The debt due to the Hellmann Brewing Company for $278.25 stands on a different footing from the rest. It appears in the defendant's testimony that the Hellmann Brewing Company sent to the defendant a paper saying that they wished her to sign it if she was to do business with them, and that she thereupon signed and delivered to said creditor the following paper: — *Page 56

"Waterbury, Connecticut, March 19, 1909.

In consideration for a valuable sum in dollars I hereby acknowledge and assume the debt of George E. Crofut to the Hellmann Brewing Company, of Waterbury, Connecticut. H. W. Crofut."

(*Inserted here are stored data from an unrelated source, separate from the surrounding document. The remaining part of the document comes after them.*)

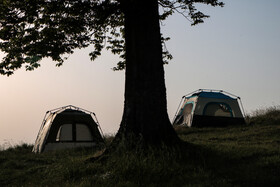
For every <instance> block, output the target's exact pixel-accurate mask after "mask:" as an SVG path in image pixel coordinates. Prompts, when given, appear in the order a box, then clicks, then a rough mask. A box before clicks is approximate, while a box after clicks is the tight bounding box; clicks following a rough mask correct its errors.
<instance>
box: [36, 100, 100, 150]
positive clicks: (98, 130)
mask: <svg viewBox="0 0 280 187" xmlns="http://www.w3.org/2000/svg"><path fill="white" fill-rule="evenodd" d="M101 133H102V131H101V128H100V126H99V124H98V121H97V118H96V116H95V114H94V113H93V112H89V111H87V110H84V109H80V108H78V107H74V106H72V105H69V106H65V107H61V108H58V109H54V110H51V111H48V112H47V113H46V115H45V117H44V120H43V123H42V125H41V128H40V130H39V133H38V136H37V138H36V141H35V144H34V147H33V152H35V153H41V152H44V151H50V150H58V149H66V148H77V147H93V146H97V145H100V144H103V143H104V139H103V136H102V134H101Z"/></svg>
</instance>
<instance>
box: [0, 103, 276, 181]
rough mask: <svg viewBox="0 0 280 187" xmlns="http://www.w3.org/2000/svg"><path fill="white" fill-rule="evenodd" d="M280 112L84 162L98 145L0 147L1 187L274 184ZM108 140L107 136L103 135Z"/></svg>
mask: <svg viewBox="0 0 280 187" xmlns="http://www.w3.org/2000/svg"><path fill="white" fill-rule="evenodd" d="M279 117H280V112H279V108H274V110H272V109H271V108H270V109H269V110H268V109H267V110H263V111H261V112H258V113H254V114H253V115H252V116H251V117H248V118H247V120H248V122H249V123H250V125H245V126H244V125H243V126H234V127H225V128H181V129H177V133H178V135H179V136H180V138H181V139H182V140H183V141H184V142H187V143H186V144H185V145H184V146H183V147H180V149H179V148H178V149H177V148H174V149H170V148H166V147H162V148H161V149H157V150H154V149H150V150H147V151H145V152H141V151H133V152H132V151H128V152H123V153H118V154H111V155H110V157H108V158H104V159H101V160H99V161H95V162H89V161H88V160H89V158H91V157H92V156H93V155H94V154H100V152H101V151H102V150H98V149H76V150H64V151H56V152H49V153H44V154H33V153H32V152H31V150H32V146H31V145H27V144H23V145H21V146H16V147H13V148H9V149H7V150H3V151H0V168H1V170H0V186H279V184H280V179H279V176H280V121H279ZM107 139H108V141H107V142H110V141H111V140H112V137H107Z"/></svg>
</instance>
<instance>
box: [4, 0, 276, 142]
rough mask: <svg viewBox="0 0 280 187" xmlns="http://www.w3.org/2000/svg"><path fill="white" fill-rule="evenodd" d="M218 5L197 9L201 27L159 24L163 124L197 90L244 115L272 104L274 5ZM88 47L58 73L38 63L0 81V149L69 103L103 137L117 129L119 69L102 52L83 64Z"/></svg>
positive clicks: (273, 79) (58, 71)
mask: <svg viewBox="0 0 280 187" xmlns="http://www.w3.org/2000/svg"><path fill="white" fill-rule="evenodd" d="M224 2H225V3H226V5H225V7H224V8H219V7H217V8H209V7H206V6H202V7H201V8H202V10H203V11H204V12H205V13H206V14H209V15H210V16H211V17H210V18H209V19H206V20H205V23H204V24H200V25H197V26H195V27H192V26H190V23H189V22H188V21H187V20H186V19H185V18H183V17H182V16H180V15H174V16H172V17H170V18H169V19H168V20H167V21H166V22H164V25H163V26H162V32H163V33H164V35H165V36H169V37H171V40H170V41H169V42H167V48H168V49H169V51H170V52H171V53H172V55H173V57H174V59H173V60H172V61H171V62H170V64H169V65H166V66H165V79H166V87H167V102H168V113H169V117H170V119H171V120H172V119H173V117H174V114H175V112H176V109H177V107H178V105H179V102H180V99H181V97H182V96H183V95H185V94H187V93H190V92H192V91H195V90H197V89H200V88H208V89H219V90H220V89H221V90H225V91H228V92H230V93H233V94H235V95H238V96H240V97H241V100H242V103H243V106H244V108H245V112H246V113H250V112H252V111H254V110H256V109H260V108H264V107H269V106H276V105H280V84H279V81H280V11H279V10H280V1H279V0H267V1H263V0H234V1H230V0H225V1H224ZM91 49H92V48H91V47H89V48H87V49H83V50H77V51H76V52H75V53H74V54H73V55H71V56H70V57H69V59H68V60H67V61H66V63H65V64H64V65H63V66H62V67H60V68H57V67H55V63H54V62H52V61H51V60H50V59H44V60H43V61H42V64H41V67H40V68H39V69H37V70H35V71H32V72H26V71H25V70H24V69H22V70H18V71H16V72H15V74H14V75H12V76H10V77H5V76H0V86H1V88H0V146H1V145H3V144H7V143H10V144H19V143H22V142H26V143H34V141H35V138H36V136H37V133H38V131H39V128H40V126H41V123H42V120H43V117H44V115H45V113H46V111H48V110H51V109H54V108H58V107H61V106H65V105H70V104H71V105H74V106H77V107H81V108H84V109H87V110H90V111H92V112H95V113H96V116H97V118H98V120H99V123H100V125H101V128H102V130H103V131H104V132H105V133H106V134H114V133H116V132H117V130H118V128H119V124H120V122H121V117H122V112H123V103H124V72H114V71H112V70H111V68H112V67H114V65H115V64H116V62H118V58H117V57H116V56H114V55H112V54H110V53H109V52H106V51H104V53H103V55H102V56H101V57H100V58H98V59H97V60H96V61H94V62H91V61H90V59H89V56H88V53H89V52H90V50H91ZM0 57H1V58H2V57H3V54H0Z"/></svg>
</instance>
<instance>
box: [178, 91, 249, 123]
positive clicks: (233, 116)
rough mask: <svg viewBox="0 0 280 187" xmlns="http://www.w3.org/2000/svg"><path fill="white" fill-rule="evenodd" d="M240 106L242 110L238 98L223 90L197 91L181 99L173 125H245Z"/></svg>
mask: <svg viewBox="0 0 280 187" xmlns="http://www.w3.org/2000/svg"><path fill="white" fill-rule="evenodd" d="M238 101H239V102H238ZM239 103H240V105H239ZM240 106H241V108H242V110H243V107H242V103H241V99H240V97H238V96H235V95H233V94H230V93H228V92H225V91H223V90H208V89H199V90H197V91H194V92H192V93H189V94H187V95H185V96H183V97H182V100H181V102H180V104H179V107H178V109H177V111H176V114H175V117H174V119H173V125H183V126H188V127H202V126H227V125H236V124H245V120H244V116H243V114H242V112H241V109H240ZM243 113H244V110H243Z"/></svg>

The court has found that the Hellmann Brewing Company has not released George E. Crofut from said debt, and this finding is excepted to as a finding of fact without evidence. We find no evidence bearing directly upon this question except the paper itself and the defendant's testimony as to the circumstances under which it was executed, and from this evidence we think the trial court was justified in the conclusion that Crofut had not been released. This question is not, however, important, because the writing shows that the Hellmann Brewing Company permitted the defendant to "assume" the debt, instead of requiring her to pay it at once, thus granting an extension of credit to the defendant personally; and in the absence of any additional evidence as to the terms of such credit, it is not clear that this particular debt was due and payable at the time of the assignment to the plaintiff, or that there has been any breach of contract on the defendant's part arising from her omission to pay the same. The Hellmann Brewing Company has seen fit to make a special contract with the defendant in regard to the payment of this debt, which takes this particular debt out of the reasoning of Lathrop v. Atwood, 21 Conn. 117, not only because no breach of contract in respect thereof has been established, but also because the payment of the amount of this debt to the plaintiff by way of damages will not release the defendant from her obligation to pay the same.